Union Pacific 1400: bought at a local hobby shop the day after Christmas.
WP 803: birthday gift from my grandparents for my 13th birthday.
B&O 4473: purchased February 2020, at a local hobby shop.
Red & White F-7: (Ex Santa-Fe 20-something) purchased at the Saline train show a few weeks before the great shutdown.
GN 1208: purchased at the Saline train show, number is the same date as my birthday, so I decided that was it was a must have.
Soo 25: I have no information on this one, sorry.
Soo 106-0403 A-B: found it for 20$ at local hobby shop, I have a thing for F units, so I decided why not.
GN 126: recent purchase, really liked it, so when a few months passed and I had enough I got it.
All and all, I’m quite proud of my collection!


----------



## Lehigh74 (Sep 25, 2015)

Nice line up, but as Queen of the GN, you need more Great Northern locos.
I’m wondering what the inspiration was for the red and white F7. Was there actually a prototype or did whoever painted it feel kind of whimsical?


----------



## QueenoftheGN (Dec 10, 2019)

I saw one of those pinwheel mints you get at Christmas sometimes, and thought “wow that would look good on an F unit” and went on and painted it, it’s pretty good for just being painted with a brush.
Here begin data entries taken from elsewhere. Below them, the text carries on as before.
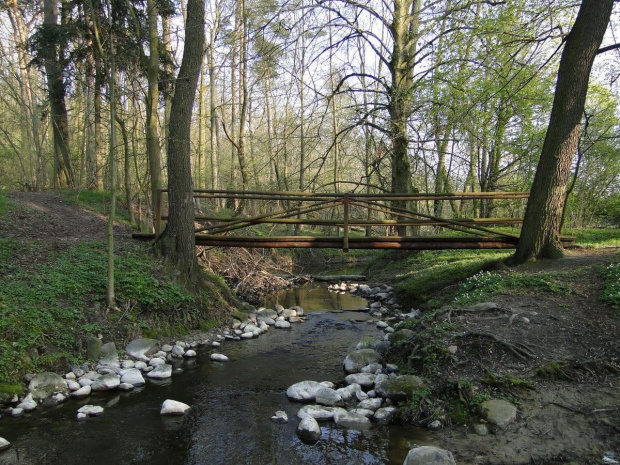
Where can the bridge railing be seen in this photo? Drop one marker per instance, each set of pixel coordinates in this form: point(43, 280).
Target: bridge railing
point(346, 211)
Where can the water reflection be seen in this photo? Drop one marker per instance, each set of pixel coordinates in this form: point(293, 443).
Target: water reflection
point(315, 297)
The decals are from a Revell 1/76 Vought F-4U Corsair, I know they’re not the correct size, but I like ‘em.


----------



## Old_Hobo (Feb 20, 2014)

No problem using 1/76 decals on an HO (1/87) locomotive....especially when the paint scheme is a fantasy one.....there’s no real one for anyone to compare the sizes of the numbering and lettering, so you’re good.....


----------



## mopac (Feb 24, 2011)

Nice line up of locomotives. Enjoy.
Thanks for showing.


----------



## gunrunnerjohn (Nov 10, 2010)

Old_Hobo said:


> No problem using 1/76 decals on an HO (1/87) locomotive....especially when the paint scheme is a fantasy one.....there’s no real one for anyone to compare the sizes of the numbering and lettering, so you’re good.....


That's probably true, but I believe these are N-scale locomotives.


----------



## Old_Hobo (Feb 20, 2014)

You are correct John.....I made an error on the scale here......but the same end result holds true.....if there is no “real” piece of equipment to compare to a fantasy model car, then you’re still good.....


----------



## gunrunnerjohn (Nov 10, 2010)

You're good if the huge decal will fit on an N-scale locomotive.


----------



## Old_Hobo (Feb 20, 2014)

Depends on what size the decal image is, I guess.....


----------